Topics

B V Sreekantan 1925–2019

10 January 2020
Badanaval Venkatasubba Sreekantan

Badanaval Venkatasubba Sreekantan, a pioneering cosmic-ray physicist and a member of Homi Bhabha’s team of scientists, who played an important role in the development of post-colonial Indian science, died at his home in Bangalore on 27 October 2019.

Sreekantan was born on 30 June 1925 near Mysore in South India. After receiving his master’s degree in physics in 1947 with a specialisation in wireless technology from Mysore University, he joined the Indian Institute of Science at Bengaluru as a research scholar, where he heard about Bhabha and his newly formed Tata Institute of Fundamental Research (TIFR) in Mumbai. Attracted by Bhabha’s charisma, he joined TIFR in July 1948 and began a long, illustrious scientific career of almost 44 years.

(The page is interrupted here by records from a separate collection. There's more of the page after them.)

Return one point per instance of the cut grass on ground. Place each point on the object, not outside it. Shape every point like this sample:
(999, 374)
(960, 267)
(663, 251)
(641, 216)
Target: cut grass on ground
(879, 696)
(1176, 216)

In 1951 Bhabha sent Sreekantan down the deep Champion Reef Gold Mine at Kolar Gold Fields (KGF) near Bengaluru to measure the flux of cosmic-ray muons at varying depths. This pioneering initiative not only earned Sreekantan a PhD but also paved the way for setting up a deep underground laboratory. A series of follow-up experiments at KGF, carried out during the early 1960s, extended his previous measurements of muon intensity to the deepest level available; finally, after reaching a depth of 2700 m, recording no muons after two months of exposure. Sreekantan and his collaborators realised that such a deep underground site with minimal cosmic-ray muon background would be an ideal site to detect atmospheric neutrinos. A series of seven neutrino telescopes were quickly set up at a depth of 2300 m and in early 1965 they recorded the first atmospheric-neutrino event, contemporaneously with the detection from another underground neutrino experiment set up by Fred Reines in a South African mine. It was an important milestone, given how important the study of neutrinos underground would later become.

During early 1980s Sreekantan and his collaborators built two detectors, one at a depth of 2300 m and the other at 2000 m, to study the stability of the proton. These two experiments ran for more than a decade and put strong limits on the proton lifetime. He was also instrumental in starting a high-altitude cosmic-ray laboratory at Udhagamandalam (Ooty) in the State of Tamil Nadu to study the hadronic components of cosmic-ray showers.

Sreekantan quickly recognised the importance of the emerging field of X-ray astronomy for probing high-energy processes in the universe. In 1967 he started balloon-borne experiments to study cosmic X-ray sources and built a strong group that went on to develop expertise in the fabrication of highly sophisticated X-ray detectors for space-borne astronomy missions. The multi-wavelength astronomy observatory Astrosat, launched by the Indian Space Research Organisation in September 2015, is a testimony to the strength of the group. A very high-energy gamma-ray observation programme using the atmospheric Cherenkov technique, which was started by Sreekantan and his collaborators in Ooty in the 1970s, is being continued in Ladakh with a low-energy threshold.

Sreekantan became director of TIFR in 1975, and over the next 12 years steered the institute with distinction and left a rich legacy of high-quality research programmes as well as several new TIFR centres and field stations. In 1992, after a long and eventful scientific carrier at TIFR, Sreekantan moved to Bengaluru and was offered a chair at the newly created National Institute of Advance Studies. His research interest shifted from physical sciences to the philosophical aspects of science and in particular to the abstract topic of consciousness and its scientific and philosophical basis. He remained an alert and active researcher and was engaged in his academic activities with great eagerness until the very end. His death marks the end of a glorious chapter of experimental cosmic-ray research in India.